A/N: Okay. So. First thing's first: Dusk is not a Twilight wannabe.

The similarities between the two books are 100% intentional, because when I started writing Dusk, I was set on it being a Twilight parody.

However, I couldn't stick with Stephenie Meyer's one-note plot. (There are only so many cheesy love scenes I can write before I start drowning in the sickly-sweet syrupy romance.) I toyed around with making my vampires glow in the dark, but even as a parody, I thought that was stupid. I felt guilty forcing my characters to say lines like, "What if I'm not Batman? What if I'm The Joker?" and the lack of action and character development was killing me. Something had to happen. Fast.

So I threw in some zombies. And cooked up a plot that I felt people could still enjoy, whether they've read the Twilight books or not.

If you read this story, please leave a review! Even if it's just to say something along the lines of: "Vampires are, like, so yesterday."

I would really love some feedback! (Good or bad, it doesn't matter.)

Anyway, I've rambled on long enough. On with the show!


PROLOGUE

I never gave much thought to how I would die.

I mean, I was already dead. What was the point? As Juno so elegantly put it: "What other kind of shenanigans could I get into?"

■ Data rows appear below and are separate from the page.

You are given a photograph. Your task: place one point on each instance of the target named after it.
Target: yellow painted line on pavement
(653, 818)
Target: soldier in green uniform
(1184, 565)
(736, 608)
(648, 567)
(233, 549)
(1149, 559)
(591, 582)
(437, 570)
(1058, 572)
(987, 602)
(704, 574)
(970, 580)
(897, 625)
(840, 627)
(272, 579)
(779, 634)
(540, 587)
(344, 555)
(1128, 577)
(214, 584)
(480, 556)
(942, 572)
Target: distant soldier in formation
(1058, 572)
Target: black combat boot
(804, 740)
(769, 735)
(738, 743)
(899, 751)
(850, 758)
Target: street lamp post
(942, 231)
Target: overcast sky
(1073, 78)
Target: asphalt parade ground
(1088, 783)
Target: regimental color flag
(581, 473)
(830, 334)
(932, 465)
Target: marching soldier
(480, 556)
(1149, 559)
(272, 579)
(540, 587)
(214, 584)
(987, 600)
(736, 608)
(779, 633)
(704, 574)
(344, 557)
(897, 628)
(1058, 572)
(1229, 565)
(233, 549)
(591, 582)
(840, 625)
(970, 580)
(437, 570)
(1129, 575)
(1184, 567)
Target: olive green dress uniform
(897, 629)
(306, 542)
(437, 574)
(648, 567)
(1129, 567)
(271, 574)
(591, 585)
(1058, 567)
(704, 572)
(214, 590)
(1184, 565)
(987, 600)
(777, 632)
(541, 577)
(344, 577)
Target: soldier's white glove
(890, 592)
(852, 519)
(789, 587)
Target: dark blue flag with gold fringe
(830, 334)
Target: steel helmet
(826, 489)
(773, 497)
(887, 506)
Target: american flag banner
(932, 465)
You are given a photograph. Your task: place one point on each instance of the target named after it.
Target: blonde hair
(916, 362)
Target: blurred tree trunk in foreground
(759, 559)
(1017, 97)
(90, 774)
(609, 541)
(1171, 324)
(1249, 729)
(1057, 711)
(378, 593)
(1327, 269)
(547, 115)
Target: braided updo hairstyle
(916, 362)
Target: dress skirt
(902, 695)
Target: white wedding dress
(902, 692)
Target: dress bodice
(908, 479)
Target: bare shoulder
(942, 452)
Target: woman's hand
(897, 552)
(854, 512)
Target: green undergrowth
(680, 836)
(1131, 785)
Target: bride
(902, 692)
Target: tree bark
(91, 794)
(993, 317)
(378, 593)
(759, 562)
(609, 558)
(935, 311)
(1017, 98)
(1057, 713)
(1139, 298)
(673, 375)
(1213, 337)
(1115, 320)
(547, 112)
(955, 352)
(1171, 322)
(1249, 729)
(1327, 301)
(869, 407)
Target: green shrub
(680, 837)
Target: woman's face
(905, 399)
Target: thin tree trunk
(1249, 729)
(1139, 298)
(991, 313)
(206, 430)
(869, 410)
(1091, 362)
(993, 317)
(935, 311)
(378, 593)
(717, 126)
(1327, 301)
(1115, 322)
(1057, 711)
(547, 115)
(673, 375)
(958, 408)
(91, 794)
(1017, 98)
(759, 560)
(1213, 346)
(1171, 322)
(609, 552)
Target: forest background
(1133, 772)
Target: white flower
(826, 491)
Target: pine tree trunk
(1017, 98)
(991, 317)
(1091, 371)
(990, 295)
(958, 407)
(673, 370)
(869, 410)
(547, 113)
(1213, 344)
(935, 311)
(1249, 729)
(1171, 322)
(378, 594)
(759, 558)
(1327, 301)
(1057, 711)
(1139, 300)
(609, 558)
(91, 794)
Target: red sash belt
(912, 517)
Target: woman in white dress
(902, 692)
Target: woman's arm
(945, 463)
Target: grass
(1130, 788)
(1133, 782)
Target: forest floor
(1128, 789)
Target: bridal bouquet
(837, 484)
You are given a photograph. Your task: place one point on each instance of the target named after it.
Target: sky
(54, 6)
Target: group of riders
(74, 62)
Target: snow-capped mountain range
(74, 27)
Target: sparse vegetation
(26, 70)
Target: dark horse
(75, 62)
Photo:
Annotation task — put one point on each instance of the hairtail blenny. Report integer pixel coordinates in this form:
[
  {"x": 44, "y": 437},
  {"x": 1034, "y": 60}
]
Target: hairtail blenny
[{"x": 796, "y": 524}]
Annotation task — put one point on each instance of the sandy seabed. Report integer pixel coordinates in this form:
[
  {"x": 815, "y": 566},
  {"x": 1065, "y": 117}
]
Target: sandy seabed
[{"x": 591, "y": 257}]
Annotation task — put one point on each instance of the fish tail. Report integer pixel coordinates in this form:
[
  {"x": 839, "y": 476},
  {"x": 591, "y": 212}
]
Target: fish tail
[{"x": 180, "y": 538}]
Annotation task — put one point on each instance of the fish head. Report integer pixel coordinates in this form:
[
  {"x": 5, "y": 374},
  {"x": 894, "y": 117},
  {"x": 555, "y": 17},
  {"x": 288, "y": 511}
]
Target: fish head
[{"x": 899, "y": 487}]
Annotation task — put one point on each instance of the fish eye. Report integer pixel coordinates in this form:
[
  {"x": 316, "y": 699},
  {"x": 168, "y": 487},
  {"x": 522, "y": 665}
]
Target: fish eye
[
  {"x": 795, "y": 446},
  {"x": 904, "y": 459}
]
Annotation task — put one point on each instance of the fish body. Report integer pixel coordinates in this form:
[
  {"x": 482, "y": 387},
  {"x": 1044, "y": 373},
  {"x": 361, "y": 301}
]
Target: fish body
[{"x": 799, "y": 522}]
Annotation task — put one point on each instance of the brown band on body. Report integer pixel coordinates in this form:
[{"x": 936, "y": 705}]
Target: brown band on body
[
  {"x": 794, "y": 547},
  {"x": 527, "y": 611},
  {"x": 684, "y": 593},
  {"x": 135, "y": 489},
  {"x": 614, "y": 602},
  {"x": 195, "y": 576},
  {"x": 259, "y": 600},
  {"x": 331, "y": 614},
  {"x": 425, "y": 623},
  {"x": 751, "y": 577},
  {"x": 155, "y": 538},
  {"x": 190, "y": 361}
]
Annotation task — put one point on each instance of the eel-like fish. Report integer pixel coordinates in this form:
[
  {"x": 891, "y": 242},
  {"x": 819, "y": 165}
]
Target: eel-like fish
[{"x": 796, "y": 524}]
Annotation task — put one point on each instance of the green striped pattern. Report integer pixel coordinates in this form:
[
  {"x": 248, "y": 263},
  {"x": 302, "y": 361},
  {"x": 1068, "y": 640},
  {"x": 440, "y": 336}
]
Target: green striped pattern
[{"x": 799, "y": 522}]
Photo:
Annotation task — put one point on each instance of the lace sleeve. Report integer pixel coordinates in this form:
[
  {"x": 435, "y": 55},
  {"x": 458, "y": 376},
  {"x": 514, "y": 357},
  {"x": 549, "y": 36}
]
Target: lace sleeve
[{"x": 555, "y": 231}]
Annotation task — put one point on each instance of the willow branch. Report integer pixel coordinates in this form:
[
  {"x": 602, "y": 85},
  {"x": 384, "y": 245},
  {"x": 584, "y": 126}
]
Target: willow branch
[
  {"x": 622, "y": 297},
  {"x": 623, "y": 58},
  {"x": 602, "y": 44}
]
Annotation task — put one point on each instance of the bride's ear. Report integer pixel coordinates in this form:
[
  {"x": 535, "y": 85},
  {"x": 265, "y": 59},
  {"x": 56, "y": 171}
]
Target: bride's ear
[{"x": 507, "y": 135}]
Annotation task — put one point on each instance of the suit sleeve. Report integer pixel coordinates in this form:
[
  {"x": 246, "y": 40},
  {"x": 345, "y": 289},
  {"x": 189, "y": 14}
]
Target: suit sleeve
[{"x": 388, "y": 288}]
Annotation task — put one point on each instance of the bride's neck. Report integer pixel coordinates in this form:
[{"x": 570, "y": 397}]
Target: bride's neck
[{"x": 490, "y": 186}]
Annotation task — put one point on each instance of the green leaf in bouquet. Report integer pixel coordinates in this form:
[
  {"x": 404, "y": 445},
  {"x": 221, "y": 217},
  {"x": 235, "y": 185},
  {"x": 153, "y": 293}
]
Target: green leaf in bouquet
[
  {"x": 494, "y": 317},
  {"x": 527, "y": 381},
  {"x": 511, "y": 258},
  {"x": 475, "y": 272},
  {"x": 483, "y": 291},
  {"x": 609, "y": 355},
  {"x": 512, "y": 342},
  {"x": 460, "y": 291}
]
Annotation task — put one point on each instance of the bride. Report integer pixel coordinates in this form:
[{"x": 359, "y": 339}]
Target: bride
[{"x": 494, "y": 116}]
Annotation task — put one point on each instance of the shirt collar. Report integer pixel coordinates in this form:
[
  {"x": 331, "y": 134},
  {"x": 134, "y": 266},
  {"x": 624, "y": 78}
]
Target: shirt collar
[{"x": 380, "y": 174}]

When it was my time to pass on, I wouldn't go kicking and screaming. I'd had some good times, a nice, long…existence. If I wasn't ready to go by the time Death popped up and said "hello," that was my own fault.

I just figured, hey, when the Big Guy in Black showed up on my doorstep to collect whatever was left of my eternal soul, I'd fling open the door and ask him what the hell took him so damn long. He'd throw an arm around my shoulder and we'd laugh, like we were old college buddies or something. Maybe knock back a Bloody Mary or two (literally, if he was into that sort of thing), talk about how life sure ain't what it used to be. Or death, for that matter.

But things weren't quite like that.

For one thing, the Angel of Death hovering above me wasn't a living skeleton waving around a big, shiny scythe that could slice the air itself. He did not have a big, eerie grin or a deep, mighty voice that instilled fear in my heart. He wasn't even wearing any black.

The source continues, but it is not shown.